Eli Lilly and Company has signed a definitive merger agreement to acquire ICOS Corporation, based in Bothell, Washington, in a cash transaction.
Under the terms of the agreement, Lilly will acquire all of the outstanding shares of ICOS common stock at a price of $32 per share, for a total of approximately $2.1 billion, an Eli Lilly press release said.
Since 1998, Lilly and ICOS have been partners in Lilly ICOS LLC, the joint venture that manufactures, markets and sells Cialis (tadalafil).
Successfully launched in 2003, Cialis is an oral PDE-5 inhibitor for the treatment of erectile dysfunction that is available in more than 100 countries. It is the sales leader in many of them, including France and Brazil, and has captured more than 25 per cent of the erectile dysfunction market in the US Cialis generated worldwide sales of $456 million in the first six months of 2006, representing growth of 34 per cent over the first half of 2005.
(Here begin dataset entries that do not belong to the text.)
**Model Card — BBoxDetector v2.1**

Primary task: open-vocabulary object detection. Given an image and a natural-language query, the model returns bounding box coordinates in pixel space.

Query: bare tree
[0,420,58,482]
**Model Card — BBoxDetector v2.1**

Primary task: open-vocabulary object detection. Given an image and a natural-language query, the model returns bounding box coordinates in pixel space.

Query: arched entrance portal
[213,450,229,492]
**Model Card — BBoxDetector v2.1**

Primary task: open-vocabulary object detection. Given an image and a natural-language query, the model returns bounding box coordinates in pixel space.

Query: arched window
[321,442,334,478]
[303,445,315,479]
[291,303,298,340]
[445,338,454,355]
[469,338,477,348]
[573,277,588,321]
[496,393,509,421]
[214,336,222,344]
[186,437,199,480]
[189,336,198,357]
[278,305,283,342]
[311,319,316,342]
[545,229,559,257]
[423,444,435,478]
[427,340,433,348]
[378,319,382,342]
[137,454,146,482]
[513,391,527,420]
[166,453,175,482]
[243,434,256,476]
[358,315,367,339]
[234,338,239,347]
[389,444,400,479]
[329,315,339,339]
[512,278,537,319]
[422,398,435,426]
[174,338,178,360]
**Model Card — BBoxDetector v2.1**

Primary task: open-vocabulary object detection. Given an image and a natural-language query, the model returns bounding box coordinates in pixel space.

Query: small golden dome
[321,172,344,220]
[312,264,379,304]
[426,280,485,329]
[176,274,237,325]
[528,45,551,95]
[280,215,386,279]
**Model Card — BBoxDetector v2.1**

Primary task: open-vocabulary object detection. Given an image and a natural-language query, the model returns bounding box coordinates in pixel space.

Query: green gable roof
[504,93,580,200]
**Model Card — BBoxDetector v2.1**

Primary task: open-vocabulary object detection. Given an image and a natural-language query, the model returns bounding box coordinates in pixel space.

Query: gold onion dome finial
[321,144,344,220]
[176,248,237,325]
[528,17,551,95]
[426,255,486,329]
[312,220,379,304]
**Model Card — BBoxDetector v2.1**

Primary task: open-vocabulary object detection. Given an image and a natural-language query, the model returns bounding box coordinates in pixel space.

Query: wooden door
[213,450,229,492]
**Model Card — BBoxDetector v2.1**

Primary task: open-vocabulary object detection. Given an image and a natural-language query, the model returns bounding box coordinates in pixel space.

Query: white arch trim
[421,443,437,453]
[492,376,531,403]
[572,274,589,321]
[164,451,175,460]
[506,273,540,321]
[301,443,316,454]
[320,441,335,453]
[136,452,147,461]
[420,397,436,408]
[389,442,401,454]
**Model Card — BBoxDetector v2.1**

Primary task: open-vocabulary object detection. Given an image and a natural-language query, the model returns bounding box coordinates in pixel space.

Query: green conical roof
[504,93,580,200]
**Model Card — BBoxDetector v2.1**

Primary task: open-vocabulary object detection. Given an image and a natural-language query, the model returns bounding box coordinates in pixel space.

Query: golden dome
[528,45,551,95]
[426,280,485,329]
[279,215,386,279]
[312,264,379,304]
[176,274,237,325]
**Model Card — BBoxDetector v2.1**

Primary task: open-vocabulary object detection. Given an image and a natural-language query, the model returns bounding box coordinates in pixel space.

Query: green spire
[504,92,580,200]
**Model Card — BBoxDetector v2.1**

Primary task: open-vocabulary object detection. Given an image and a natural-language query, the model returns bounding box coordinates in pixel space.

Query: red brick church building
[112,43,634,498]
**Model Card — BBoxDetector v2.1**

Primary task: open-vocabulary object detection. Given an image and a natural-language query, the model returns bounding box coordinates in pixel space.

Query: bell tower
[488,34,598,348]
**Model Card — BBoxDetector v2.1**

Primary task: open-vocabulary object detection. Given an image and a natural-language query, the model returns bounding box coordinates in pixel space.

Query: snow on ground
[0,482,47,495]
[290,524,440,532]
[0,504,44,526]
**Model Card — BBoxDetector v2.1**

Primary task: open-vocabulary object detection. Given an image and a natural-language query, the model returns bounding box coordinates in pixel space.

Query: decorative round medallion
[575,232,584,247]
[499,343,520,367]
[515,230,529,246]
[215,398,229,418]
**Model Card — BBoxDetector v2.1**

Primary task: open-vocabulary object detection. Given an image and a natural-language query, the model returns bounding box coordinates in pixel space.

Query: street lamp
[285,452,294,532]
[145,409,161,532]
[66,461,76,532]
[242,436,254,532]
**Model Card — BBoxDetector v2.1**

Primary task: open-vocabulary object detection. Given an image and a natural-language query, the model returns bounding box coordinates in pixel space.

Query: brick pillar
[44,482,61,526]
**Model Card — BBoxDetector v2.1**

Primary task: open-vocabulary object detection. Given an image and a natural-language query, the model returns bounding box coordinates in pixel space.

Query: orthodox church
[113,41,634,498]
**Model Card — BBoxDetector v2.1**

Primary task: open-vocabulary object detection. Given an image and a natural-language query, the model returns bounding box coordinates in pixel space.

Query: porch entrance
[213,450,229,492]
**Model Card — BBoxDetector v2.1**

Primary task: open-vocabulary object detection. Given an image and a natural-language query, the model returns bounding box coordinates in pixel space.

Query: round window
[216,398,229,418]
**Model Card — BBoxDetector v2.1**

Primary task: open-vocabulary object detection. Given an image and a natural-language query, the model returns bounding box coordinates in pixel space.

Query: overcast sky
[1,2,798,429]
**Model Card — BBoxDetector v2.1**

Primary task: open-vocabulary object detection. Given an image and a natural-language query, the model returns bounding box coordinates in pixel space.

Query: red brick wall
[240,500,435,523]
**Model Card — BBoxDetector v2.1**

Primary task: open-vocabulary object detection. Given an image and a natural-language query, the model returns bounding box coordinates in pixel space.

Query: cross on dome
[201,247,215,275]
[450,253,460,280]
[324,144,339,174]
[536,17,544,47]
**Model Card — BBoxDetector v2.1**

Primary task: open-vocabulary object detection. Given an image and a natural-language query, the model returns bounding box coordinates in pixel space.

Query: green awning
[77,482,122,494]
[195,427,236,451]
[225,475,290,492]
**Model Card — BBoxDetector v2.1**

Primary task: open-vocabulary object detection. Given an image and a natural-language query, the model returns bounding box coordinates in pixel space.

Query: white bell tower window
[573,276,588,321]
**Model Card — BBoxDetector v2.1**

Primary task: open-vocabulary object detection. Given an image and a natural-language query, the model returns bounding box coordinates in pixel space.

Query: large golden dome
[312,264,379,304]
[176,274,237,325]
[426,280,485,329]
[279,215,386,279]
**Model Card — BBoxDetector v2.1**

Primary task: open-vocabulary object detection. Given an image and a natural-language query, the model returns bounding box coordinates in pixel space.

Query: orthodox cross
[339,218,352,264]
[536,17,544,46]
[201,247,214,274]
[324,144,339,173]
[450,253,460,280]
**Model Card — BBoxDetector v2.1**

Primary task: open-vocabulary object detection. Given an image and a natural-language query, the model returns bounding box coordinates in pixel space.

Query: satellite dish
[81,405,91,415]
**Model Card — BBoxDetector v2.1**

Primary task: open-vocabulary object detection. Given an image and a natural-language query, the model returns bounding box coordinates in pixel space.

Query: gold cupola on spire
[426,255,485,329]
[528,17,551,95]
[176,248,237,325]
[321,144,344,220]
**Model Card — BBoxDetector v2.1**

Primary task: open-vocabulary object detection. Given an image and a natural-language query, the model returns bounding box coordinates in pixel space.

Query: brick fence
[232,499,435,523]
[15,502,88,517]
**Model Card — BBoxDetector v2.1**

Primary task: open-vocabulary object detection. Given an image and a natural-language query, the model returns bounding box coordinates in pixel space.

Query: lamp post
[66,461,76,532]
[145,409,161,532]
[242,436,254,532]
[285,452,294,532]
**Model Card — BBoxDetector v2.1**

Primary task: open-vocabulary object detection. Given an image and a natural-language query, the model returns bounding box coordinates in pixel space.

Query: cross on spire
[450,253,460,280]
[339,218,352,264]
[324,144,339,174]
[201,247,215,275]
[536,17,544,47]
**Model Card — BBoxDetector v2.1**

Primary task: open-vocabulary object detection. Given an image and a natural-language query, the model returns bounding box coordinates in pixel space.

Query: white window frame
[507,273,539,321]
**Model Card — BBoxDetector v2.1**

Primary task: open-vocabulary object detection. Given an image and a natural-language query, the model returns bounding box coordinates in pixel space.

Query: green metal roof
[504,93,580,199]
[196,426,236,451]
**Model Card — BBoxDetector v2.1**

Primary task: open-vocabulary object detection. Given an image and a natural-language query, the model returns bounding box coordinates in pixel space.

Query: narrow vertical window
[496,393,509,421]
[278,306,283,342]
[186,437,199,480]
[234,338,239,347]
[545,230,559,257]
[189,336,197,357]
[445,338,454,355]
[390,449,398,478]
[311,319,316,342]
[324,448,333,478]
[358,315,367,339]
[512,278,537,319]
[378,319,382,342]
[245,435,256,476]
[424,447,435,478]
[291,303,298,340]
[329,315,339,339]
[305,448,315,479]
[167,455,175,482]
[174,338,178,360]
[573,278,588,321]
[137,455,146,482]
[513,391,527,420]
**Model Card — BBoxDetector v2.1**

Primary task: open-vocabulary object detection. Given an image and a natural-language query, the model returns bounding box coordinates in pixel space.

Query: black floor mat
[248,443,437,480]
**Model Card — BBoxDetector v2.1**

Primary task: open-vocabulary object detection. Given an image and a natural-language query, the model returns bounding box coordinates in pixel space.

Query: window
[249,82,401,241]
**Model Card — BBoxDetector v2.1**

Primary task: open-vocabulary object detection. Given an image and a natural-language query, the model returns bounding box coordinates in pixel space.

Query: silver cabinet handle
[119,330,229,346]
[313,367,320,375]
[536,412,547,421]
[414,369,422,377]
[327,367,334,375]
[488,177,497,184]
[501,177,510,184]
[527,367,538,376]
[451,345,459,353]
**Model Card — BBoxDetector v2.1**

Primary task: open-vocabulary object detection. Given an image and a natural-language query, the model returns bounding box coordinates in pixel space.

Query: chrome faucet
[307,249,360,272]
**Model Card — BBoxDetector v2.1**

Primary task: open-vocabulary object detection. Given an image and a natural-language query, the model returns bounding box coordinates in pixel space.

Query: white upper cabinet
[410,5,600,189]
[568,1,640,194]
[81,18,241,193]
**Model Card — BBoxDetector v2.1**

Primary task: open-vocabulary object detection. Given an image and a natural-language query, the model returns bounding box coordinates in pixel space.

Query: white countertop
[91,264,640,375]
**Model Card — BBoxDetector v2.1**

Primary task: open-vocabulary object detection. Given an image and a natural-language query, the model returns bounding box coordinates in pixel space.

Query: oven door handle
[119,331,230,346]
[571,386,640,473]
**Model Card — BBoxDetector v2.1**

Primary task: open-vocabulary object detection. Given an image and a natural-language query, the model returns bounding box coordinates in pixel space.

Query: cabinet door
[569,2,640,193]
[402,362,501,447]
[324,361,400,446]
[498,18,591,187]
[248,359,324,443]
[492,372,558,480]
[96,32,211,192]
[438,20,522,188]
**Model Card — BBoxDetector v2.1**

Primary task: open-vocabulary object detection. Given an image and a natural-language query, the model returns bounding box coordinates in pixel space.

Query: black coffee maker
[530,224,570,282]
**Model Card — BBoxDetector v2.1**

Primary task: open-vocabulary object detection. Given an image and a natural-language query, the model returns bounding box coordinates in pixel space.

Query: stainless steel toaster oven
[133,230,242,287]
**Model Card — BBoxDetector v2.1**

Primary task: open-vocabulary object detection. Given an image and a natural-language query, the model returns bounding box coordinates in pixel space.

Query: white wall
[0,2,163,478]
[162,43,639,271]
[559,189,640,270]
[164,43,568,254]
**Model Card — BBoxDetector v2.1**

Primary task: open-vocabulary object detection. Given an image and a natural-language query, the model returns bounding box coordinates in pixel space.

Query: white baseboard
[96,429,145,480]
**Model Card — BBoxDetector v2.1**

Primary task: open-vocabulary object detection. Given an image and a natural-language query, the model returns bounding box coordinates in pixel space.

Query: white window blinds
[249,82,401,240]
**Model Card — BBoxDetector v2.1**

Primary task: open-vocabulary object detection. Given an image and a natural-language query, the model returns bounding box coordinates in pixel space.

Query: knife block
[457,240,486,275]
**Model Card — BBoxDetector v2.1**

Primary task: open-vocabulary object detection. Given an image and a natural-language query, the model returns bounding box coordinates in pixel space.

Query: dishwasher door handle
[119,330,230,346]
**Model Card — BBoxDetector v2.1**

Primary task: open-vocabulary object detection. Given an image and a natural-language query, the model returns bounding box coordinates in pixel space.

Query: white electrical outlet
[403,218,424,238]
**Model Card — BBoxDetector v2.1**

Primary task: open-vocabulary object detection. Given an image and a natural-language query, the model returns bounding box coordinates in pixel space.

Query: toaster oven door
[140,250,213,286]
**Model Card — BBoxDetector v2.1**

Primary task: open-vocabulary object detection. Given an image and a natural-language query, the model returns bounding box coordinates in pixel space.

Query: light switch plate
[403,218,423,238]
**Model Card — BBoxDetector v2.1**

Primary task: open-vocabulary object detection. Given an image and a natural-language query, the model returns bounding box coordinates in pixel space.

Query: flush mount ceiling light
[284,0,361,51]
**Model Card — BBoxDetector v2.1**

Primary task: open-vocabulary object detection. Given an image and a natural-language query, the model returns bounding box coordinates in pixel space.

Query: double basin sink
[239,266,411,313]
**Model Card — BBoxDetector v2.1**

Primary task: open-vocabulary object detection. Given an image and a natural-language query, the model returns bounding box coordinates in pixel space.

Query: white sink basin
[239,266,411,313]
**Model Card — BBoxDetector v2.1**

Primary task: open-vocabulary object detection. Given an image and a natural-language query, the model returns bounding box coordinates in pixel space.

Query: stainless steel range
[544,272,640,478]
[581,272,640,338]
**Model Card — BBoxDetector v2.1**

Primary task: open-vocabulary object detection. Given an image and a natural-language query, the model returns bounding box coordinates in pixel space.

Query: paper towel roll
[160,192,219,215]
"We are pleased to bring the full value of Cialis to Lilly and to continue providing the benefits of Cialis to men suffering from erectile dysfunction," said Sidney Taurel, Lilly chairman and chief executive officer. "We have had a very successful and productive relationship with our partners at ICOS and are looking forward to taking this next step. With full ownership of Cialis, we will be able to realize operational efficiencies in the further development, marketing and selling of this important product. We expect this acquisition will increase the company's earnings and earnings growth rate beginning in 2008 and, after a significant addition to sales in 2007, will modestly accelerate the company's sales growth rate thereafter."
"This transaction provides financial and operational benefits to Lilly while providing substantial value to both Lilly and ICOS shareholders. We also look forward to further developing the commercial potential of tadalafil through the pursuit of new indications. Our longstanding relationship will allow for a smooth integration of operations that will be mindful of the needs of patients, employees and the impacted business operations, " added Taurel,
Paul Clark, ICOS chairman, president and chief executive officer, stated, "Our talented people grew ICOS, over sixteen short years, into one of the top- tier biotech companies in the U.S. Along the way, they collaborated to create and commercialize one of the few blockbuster drugs to come from biotech. The acquisition by Lilly, our close partner for nearly a decade, provides a compelling financial outcome for our shareholders."
The board of directors of ICOS voted unanimously to approve the merger agreement and to recommend that its shareholders approve the transaction. The transaction is expected to close in late 2006 or early 2007. Closing is contingent upon approval by ICOS shareholders, clearance under the Hart-Scott- Rodino Anti-Trust Improvements Act and certain other closing conditions.
Upon the closing of the transaction, Lilly will incur a one-time charge to earnings for acquired in-process research and development, but it is premature to estimate what that charge will be. In addition, the company expects the impact of including the operations of ICOS in its financial results to be modestly dilutive to earnings in 2007. Starting in 2008, however, the company expects the acquisition to be accretive to earnings and to generate positive cash flow.